Distribution Team Workflow

Overview of how work is performed by Distribution Engineers, for Omnibus, Helm and other Engineering projects.

Summary

Distribution team members are expected to:

  • Be kind in their interaction with the rest of the community and other teams
  • Ensure that fixing red master branch in projects takes the highest priority
  • Pick items to work on from the project scheduled queues
  • Define test plans for changes not covered by integration tests
  • Label issues and merge requests to track engineering metrics

Groups

The distribution team is comprised of two groups, Distribution:Build and Distribution:Deploy.

Distribution Build tasks

  • Maintain all team pipelines for all Distribution projects
  • Research for the support of new clouds, platforms, architecture, and components
  • Access controls, permissions, and CVE patches
  • Team infrastructure/resource management
  • Dependency updates
  • License management
  • Submissions to Partners for validations/certifications

Distribution Deploy tasks

  • Initial installation and composability
  • Upgrades / Downgrades
  • Scaling deployments
  • Migration between platforms or providers
  • Data lifecycle management
  • Secure configuration & communication
  • Research of clouds and platforms for integration to existing tools

Work prioritization

Work to be completed by the Distribution team members who are not currently acting as the Distribution DRI is prioritized as follows:

Priority level Work item
1 Unblock in-review ~priority::1 Merge Requests
1 Pick up ~priority::1 Merge Requests for review
1 Work on in-progress ~priority::1 Deliverable Issues
1 Pick up available ~priority::1 Deliverable Issues
2 Unblock remaining in-review Merge Requests
3 Work on in-progress ~priority::2 Deliverable Issues
3 Pick up SLO-breaching Merge Requests for review
4 Pick up SLO-near-breaching Merge Requests for review
5 Pick up available ~priority::2 Deliverable Issues
6 Work on in-progress ~priority::3 Deliverable Issues
6 Pick up available ~priority::3 Deliverable Issues
6 Pick up SLO-non-breaching Merge Requests for review
7 Work on in-progress ~priority::4 Deliverable Issues
7 Pick up available ~priority::4 Deliverable Issues

Use this prioritization outline as a general guide when determining what to do each day.

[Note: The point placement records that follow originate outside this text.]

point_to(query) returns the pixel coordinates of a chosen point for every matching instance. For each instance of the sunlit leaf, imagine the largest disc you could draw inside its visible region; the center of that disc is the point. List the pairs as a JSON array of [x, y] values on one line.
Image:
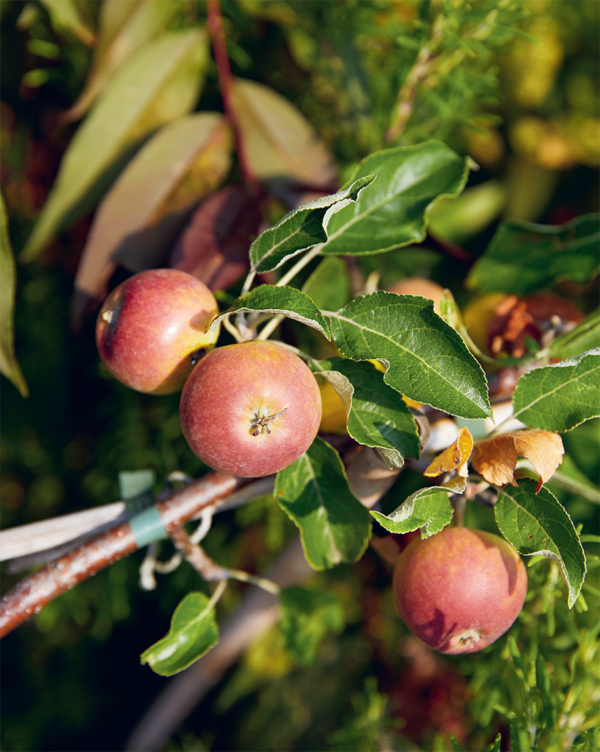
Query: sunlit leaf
[[426, 359], [561, 396], [302, 228], [584, 337], [524, 257], [140, 216], [538, 524], [158, 83], [306, 618], [393, 212], [123, 28], [287, 301], [8, 361], [280, 142], [66, 15], [377, 415], [495, 459], [453, 458], [334, 526], [428, 509], [193, 633]]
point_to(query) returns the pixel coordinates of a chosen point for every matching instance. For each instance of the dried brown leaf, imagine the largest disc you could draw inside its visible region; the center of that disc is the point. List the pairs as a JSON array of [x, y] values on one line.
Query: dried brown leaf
[[453, 458], [495, 459], [214, 246]]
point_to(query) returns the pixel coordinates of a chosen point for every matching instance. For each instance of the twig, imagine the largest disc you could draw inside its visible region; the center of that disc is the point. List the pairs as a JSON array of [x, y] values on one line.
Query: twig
[[217, 35], [37, 590]]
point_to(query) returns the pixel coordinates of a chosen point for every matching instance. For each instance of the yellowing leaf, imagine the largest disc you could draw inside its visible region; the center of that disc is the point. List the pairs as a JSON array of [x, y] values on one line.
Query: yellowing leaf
[[495, 459], [140, 217], [453, 458], [279, 140], [124, 27]]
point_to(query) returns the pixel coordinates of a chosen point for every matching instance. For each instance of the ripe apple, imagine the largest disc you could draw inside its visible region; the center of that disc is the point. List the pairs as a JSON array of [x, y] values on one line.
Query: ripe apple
[[250, 409], [153, 328], [460, 589]]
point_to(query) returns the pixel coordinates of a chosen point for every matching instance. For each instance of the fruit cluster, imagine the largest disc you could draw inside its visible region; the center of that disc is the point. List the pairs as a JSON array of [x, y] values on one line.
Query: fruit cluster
[[248, 409]]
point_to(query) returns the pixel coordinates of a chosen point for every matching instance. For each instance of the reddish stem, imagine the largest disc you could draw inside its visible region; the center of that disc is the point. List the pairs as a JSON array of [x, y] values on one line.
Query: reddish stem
[[36, 590], [217, 35]]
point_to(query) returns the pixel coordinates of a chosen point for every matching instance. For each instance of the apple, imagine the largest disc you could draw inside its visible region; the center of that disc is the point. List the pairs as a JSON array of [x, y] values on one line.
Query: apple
[[460, 589], [153, 328], [250, 409]]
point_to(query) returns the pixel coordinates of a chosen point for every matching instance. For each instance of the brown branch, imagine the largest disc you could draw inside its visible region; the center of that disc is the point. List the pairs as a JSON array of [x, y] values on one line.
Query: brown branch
[[217, 35], [36, 590]]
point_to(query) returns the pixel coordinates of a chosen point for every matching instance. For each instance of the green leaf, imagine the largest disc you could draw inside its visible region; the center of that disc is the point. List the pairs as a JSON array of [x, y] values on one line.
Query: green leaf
[[538, 524], [9, 365], [65, 15], [428, 509], [585, 336], [569, 477], [561, 396], [306, 617], [301, 229], [329, 285], [124, 27], [158, 83], [139, 218], [393, 213], [524, 257], [314, 491], [193, 633], [425, 358], [279, 141], [377, 415], [284, 300]]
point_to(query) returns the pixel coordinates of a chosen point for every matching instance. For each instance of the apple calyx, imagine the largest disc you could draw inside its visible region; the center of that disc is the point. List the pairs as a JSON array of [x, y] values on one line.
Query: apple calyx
[[465, 640], [260, 422]]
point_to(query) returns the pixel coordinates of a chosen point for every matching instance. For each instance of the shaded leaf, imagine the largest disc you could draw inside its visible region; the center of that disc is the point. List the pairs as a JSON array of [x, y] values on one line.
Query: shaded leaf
[[158, 83], [539, 524], [428, 509], [561, 396], [314, 492], [138, 219], [306, 617], [495, 459], [214, 246], [377, 416], [287, 301], [302, 228], [329, 285], [193, 633], [280, 142], [66, 15], [9, 365], [123, 27], [585, 336], [524, 257], [393, 212], [454, 458], [426, 360]]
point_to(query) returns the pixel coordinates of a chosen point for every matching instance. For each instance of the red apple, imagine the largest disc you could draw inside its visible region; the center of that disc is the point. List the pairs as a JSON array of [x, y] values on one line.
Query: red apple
[[460, 589], [250, 409], [153, 327]]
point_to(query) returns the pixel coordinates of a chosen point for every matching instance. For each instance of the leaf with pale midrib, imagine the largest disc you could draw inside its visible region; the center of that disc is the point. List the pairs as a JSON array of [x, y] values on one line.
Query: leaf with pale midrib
[[428, 361], [314, 492], [539, 524]]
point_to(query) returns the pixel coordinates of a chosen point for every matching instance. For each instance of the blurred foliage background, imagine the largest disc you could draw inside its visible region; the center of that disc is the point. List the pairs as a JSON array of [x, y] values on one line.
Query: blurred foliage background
[[518, 91]]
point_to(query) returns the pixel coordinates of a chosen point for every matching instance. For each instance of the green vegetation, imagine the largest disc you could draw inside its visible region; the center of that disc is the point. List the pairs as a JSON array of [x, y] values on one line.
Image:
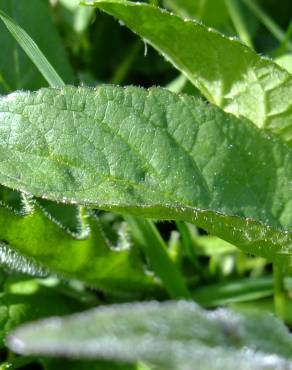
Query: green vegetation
[[145, 156]]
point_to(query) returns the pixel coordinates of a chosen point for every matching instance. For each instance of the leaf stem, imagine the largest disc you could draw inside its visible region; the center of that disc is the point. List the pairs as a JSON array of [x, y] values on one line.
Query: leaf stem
[[147, 235]]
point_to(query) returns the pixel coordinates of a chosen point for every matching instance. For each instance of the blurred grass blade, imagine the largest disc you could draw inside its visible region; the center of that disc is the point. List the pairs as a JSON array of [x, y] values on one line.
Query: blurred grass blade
[[238, 21], [267, 21], [155, 249], [33, 51]]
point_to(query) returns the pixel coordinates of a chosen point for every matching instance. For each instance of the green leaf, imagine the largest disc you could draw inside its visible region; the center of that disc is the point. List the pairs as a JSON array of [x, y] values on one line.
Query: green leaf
[[39, 244], [226, 71], [174, 335], [194, 163], [150, 153], [16, 70]]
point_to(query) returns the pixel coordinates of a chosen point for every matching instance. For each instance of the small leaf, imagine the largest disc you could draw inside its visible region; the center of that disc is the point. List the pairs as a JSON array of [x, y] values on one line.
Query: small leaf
[[41, 245], [227, 72], [32, 302], [174, 335], [149, 153]]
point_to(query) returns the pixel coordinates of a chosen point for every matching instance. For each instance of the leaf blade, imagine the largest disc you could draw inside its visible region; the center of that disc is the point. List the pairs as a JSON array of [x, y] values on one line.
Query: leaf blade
[[192, 163], [226, 71], [172, 335]]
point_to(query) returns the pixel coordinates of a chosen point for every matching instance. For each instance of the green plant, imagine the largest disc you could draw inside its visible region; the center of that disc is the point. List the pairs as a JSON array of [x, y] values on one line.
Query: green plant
[[212, 149]]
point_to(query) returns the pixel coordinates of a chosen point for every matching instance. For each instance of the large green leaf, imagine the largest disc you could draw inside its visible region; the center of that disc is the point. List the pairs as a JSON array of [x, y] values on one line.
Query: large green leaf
[[16, 70], [34, 242], [150, 153], [227, 72], [174, 335]]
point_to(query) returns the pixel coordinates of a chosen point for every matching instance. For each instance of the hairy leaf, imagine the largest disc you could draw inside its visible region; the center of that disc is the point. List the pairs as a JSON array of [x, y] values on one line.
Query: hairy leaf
[[226, 71], [151, 153], [174, 335]]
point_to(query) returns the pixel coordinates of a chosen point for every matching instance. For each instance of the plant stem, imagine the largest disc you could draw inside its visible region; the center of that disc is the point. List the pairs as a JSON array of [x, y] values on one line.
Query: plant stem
[[279, 291], [268, 22], [147, 235], [238, 21], [188, 243]]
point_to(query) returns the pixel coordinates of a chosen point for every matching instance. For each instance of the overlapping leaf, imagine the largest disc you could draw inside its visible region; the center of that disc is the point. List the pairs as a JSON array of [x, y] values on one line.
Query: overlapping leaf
[[227, 72], [152, 153], [174, 335]]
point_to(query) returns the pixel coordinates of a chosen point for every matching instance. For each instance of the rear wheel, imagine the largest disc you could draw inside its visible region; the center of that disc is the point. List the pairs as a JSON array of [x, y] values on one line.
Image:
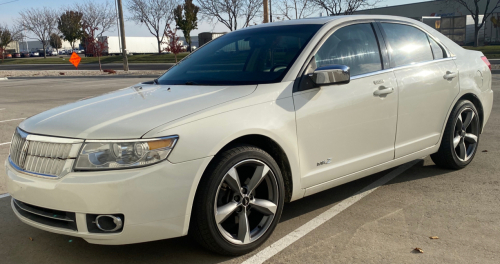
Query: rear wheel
[[461, 137], [239, 201]]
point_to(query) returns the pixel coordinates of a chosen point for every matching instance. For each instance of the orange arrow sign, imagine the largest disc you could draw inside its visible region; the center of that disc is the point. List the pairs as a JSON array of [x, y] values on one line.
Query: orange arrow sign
[[75, 59]]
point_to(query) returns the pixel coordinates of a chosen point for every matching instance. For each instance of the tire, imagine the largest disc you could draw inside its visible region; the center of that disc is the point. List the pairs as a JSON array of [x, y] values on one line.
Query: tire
[[223, 232], [460, 138]]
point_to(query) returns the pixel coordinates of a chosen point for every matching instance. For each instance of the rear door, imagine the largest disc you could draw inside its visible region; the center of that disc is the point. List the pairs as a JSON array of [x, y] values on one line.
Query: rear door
[[346, 128], [428, 83]]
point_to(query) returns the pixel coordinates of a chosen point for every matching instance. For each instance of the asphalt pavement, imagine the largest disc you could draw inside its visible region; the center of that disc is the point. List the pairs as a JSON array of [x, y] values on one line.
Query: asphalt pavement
[[86, 66], [459, 207]]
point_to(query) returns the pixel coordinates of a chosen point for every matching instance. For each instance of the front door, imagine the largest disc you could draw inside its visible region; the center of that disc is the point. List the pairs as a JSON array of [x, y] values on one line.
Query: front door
[[347, 128]]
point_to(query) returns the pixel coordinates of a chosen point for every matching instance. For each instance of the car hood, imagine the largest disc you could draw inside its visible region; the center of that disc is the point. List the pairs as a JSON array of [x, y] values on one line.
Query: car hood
[[131, 112]]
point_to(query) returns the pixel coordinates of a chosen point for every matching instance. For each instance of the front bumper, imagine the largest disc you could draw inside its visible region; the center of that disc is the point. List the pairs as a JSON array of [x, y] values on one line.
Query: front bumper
[[155, 200]]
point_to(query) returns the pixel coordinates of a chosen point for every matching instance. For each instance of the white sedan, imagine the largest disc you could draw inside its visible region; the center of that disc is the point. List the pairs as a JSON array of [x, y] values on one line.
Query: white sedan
[[258, 117]]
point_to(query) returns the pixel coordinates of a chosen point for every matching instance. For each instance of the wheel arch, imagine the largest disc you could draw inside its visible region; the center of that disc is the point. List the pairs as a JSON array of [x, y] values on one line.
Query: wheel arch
[[477, 103]]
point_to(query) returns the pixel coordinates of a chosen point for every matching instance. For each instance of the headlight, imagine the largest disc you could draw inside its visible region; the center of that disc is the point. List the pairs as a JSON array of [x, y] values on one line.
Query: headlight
[[115, 154]]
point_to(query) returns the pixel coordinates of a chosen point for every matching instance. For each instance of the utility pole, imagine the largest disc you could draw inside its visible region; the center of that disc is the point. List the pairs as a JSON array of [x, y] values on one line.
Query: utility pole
[[266, 12], [122, 31]]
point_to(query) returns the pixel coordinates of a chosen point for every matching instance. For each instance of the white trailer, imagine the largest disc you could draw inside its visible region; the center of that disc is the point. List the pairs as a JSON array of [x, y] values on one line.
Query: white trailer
[[135, 45]]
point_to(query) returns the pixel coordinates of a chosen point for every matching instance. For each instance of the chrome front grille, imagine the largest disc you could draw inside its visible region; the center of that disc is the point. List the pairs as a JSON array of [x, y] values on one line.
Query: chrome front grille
[[43, 156]]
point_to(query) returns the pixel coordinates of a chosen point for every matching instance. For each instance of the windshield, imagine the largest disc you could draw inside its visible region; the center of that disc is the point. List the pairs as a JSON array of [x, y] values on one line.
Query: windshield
[[251, 56]]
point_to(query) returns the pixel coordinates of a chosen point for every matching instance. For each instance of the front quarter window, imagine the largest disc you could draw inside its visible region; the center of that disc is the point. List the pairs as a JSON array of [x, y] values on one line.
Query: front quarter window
[[250, 56]]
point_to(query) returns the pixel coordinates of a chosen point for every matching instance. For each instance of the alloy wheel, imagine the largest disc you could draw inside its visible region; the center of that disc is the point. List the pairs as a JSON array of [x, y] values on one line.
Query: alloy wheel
[[466, 134], [246, 202]]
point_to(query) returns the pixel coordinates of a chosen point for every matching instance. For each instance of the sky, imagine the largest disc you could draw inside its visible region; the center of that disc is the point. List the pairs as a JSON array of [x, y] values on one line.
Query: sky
[[9, 13]]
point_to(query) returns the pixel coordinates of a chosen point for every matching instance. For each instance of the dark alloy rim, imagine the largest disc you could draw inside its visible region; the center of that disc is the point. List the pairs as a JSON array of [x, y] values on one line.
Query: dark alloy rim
[[465, 135]]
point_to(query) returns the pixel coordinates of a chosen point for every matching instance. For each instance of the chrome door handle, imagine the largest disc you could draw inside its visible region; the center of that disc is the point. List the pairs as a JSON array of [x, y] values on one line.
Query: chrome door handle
[[383, 91], [450, 75]]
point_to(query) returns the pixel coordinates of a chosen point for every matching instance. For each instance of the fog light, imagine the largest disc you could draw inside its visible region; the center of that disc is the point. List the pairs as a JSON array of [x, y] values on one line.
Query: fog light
[[108, 223]]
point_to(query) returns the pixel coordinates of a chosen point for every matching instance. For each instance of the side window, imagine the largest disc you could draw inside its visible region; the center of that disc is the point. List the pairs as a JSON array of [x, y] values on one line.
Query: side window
[[437, 50], [355, 46], [408, 44]]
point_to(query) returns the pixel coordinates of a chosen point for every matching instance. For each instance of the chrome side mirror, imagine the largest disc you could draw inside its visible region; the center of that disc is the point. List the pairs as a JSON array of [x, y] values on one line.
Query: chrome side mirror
[[331, 74]]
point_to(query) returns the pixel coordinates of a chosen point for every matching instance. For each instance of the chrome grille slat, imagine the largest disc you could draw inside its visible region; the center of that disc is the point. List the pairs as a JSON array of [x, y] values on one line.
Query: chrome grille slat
[[42, 156]]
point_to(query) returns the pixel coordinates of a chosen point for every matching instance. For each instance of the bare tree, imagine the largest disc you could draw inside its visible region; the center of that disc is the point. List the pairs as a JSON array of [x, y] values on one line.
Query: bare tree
[[8, 35], [100, 15], [344, 7], [41, 22], [294, 9], [473, 7], [230, 12], [155, 14]]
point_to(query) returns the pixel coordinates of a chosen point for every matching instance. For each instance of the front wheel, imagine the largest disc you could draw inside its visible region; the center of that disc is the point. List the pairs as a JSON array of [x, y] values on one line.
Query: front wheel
[[239, 201], [460, 138]]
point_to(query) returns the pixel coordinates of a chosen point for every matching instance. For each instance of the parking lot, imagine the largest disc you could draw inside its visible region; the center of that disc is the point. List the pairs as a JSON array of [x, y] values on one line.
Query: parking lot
[[384, 226]]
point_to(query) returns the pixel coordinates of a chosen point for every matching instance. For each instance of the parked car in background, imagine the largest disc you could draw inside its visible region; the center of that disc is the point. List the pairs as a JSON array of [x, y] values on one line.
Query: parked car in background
[[212, 148]]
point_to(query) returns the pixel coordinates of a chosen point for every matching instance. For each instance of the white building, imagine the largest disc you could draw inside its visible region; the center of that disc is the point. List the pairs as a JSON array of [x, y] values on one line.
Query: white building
[[34, 45]]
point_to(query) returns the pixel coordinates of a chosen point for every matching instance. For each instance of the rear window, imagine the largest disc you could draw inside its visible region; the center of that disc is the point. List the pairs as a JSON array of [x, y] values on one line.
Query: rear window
[[250, 56]]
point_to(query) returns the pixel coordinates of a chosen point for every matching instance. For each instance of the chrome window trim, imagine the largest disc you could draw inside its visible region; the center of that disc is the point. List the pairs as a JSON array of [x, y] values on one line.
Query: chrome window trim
[[406, 23], [400, 67], [422, 63], [323, 39]]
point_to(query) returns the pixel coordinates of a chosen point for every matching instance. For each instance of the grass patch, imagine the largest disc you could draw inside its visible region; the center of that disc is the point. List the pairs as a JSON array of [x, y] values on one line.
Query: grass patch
[[149, 58]]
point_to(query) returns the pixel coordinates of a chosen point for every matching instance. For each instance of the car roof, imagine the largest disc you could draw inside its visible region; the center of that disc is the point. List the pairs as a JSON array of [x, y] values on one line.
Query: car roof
[[328, 19]]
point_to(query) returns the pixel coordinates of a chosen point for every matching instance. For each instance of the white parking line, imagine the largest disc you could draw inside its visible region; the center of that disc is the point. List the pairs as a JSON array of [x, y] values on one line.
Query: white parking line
[[298, 233], [12, 120]]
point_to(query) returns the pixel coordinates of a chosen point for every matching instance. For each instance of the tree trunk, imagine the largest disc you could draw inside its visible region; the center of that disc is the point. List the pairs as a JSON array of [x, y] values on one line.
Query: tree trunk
[[476, 36]]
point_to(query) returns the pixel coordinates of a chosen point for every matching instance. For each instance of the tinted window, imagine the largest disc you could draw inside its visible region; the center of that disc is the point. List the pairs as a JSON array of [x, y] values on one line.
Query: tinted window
[[408, 44], [250, 56], [437, 50], [355, 46]]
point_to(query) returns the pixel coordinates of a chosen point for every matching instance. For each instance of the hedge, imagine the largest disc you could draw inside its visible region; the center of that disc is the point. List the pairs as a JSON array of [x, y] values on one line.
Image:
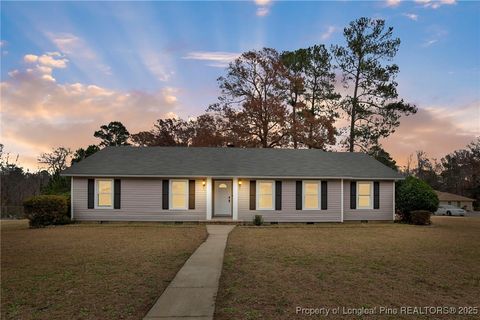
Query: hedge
[[47, 210], [414, 194]]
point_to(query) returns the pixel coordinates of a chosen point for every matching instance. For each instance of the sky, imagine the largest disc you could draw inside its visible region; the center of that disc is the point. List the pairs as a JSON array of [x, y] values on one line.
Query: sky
[[69, 67]]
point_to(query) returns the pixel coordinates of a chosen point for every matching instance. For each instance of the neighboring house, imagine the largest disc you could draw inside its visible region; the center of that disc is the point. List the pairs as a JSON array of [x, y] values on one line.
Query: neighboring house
[[201, 184], [455, 200]]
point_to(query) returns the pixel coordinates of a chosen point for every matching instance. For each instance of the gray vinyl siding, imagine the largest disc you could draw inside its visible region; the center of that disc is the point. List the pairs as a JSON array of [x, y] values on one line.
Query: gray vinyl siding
[[288, 212], [385, 212], [141, 200]]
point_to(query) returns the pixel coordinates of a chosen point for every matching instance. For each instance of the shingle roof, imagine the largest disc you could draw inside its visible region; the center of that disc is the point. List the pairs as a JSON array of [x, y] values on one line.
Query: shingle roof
[[229, 162], [445, 196]]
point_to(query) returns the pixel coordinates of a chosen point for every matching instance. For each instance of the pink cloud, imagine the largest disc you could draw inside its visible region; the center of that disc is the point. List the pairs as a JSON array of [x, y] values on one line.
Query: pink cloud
[[437, 131], [38, 113]]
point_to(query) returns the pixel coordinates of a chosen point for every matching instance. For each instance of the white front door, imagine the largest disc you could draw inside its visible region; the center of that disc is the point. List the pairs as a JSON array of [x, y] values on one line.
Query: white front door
[[222, 198]]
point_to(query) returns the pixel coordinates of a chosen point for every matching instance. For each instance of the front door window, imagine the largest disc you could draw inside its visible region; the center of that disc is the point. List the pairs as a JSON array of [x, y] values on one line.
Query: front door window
[[222, 198]]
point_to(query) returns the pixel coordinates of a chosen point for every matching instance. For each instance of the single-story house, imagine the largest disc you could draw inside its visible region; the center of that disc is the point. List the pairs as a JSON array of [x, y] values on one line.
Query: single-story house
[[455, 200], [202, 184]]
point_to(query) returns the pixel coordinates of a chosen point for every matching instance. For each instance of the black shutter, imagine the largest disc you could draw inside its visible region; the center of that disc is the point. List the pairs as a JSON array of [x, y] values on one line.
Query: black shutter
[[116, 193], [298, 195], [91, 193], [165, 187], [253, 194], [278, 195], [353, 195], [191, 194], [324, 195], [376, 195]]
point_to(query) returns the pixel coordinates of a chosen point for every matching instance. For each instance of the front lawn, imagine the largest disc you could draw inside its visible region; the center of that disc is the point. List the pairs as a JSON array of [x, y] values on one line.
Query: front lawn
[[269, 271], [90, 271]]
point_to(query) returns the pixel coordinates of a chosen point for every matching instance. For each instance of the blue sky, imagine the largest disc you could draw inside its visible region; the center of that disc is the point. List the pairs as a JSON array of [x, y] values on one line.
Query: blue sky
[[168, 56]]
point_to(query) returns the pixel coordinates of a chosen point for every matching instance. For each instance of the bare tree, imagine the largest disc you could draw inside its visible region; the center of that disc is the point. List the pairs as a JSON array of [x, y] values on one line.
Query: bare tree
[[56, 160]]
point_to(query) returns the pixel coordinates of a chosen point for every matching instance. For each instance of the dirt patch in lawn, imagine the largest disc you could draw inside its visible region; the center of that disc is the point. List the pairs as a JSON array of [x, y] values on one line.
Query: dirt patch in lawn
[[90, 271], [270, 271]]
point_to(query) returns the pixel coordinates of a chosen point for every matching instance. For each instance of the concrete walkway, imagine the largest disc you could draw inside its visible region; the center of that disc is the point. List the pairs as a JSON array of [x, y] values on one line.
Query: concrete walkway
[[191, 295]]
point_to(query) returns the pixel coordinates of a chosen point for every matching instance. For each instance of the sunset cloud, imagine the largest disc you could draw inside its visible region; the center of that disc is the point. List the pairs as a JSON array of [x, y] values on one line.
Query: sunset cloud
[[435, 4], [218, 59], [392, 3], [38, 113], [436, 130], [411, 16], [263, 7]]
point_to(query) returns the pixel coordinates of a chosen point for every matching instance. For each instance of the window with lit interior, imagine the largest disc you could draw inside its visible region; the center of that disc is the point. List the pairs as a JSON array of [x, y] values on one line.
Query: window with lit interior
[[364, 195], [104, 193], [311, 195], [265, 192]]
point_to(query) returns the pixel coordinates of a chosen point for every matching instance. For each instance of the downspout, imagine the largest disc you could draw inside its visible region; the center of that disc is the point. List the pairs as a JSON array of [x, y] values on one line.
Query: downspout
[[341, 200]]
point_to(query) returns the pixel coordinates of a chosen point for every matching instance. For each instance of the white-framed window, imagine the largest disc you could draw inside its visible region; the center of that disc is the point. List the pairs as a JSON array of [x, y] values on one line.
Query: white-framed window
[[311, 195], [178, 194], [265, 195], [104, 193], [364, 195]]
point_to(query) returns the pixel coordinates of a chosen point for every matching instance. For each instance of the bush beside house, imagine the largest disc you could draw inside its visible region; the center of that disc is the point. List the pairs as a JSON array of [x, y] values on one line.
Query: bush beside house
[[413, 194], [47, 210]]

This list helps direct work toward overall team priorities and goals laid out by the team managers.

Workflow Summary

Distribution groups use the GitLab product development flow and labels in principle, we usually skip below phases due to the nature of our work:

Planning process

All the planning dashboards are bookmarked on the #g_distribution Issue dashboards folder.

Quarterly planning

On the 3rd month of the quarter:

  1. PM & EM & Staff Engineer: By 1st week, they draft OKRs for the upcoming quarter.
  2. OKR DRI: From 2nd week, they pick up a OKR and start scoping with other team members or stakeholders.
  3. All Engineers: From 2nd week, they start contributing to any OKR scoping they are interested in.
  4. EM: By the end of 2nd week, they decide whether any reserved planning days require per the current status of scoping.
  5. Everyone: At the end of the month, the OKRs and their scoping should be finalized.

Milestone planning

At the end of the current milestone, every engineer is expected to update their assigned issues and roll over uncompleted ones to the next milestone for review.

Engineering manager and Product manager are responsible for scheduling work that is a direct responsibility of the Distribution team.

Any unassigned issue is available for anyone to work on. You can show your interest in working on a specific task by leaving a comment in the issue. To do so, comment must contain the date on which you will commence the work. If the comment does not contain the date, or the date has passed, the item is free to be picked up by anyone again.

Add Unplanned work to current milestone

Sometimes, there are works that were not originally planned but require urgent attention, anyone could pick up and work on the reasonable ones. A typical workflow is:

  1. Assesses the work’s urgency with your best judgement, the urgency usually could be determined by active incident, internal and external customer impact, SLA and polices, and deadline.
  2. If it is a reasonable request, assigns Unplanned and all other required labels, and works on it per the work prioritization.
  3. If it is not, explains the reason to the requestor and provides possible alternatives, escalates to EM&PM when necessary.
  4. If not sure, asks for clarification from the requestor, and seeks advice from EM&PM when necessary.

Backlog reviewing

To be updated

Required labels

Besides the GitLab product development flow labels, there are a number of additional required labels applied at any time to Epics, issues and merge requests (items):

  • group::distribution - Items specific to, or authored by Distribution team. It is a scoped label to be applied to all Distribution subgroups items until further guidance.
  • group::distribution::* - Items specific to, or authored by one of Distribution subgroups. They are nested scope labels, and mutually exclusive, but can be used with group::distribution scoped label together.
    • group::distribution::build - Items specific to, or authored by build group.
    • group::distribution::deploy - Items specific to, or authored by deployment group.
  • FY(Year in two digitals)::* (1-4) - scoped label to indicate efforts targeted for release within a quarter. i.e., FY24::Q2.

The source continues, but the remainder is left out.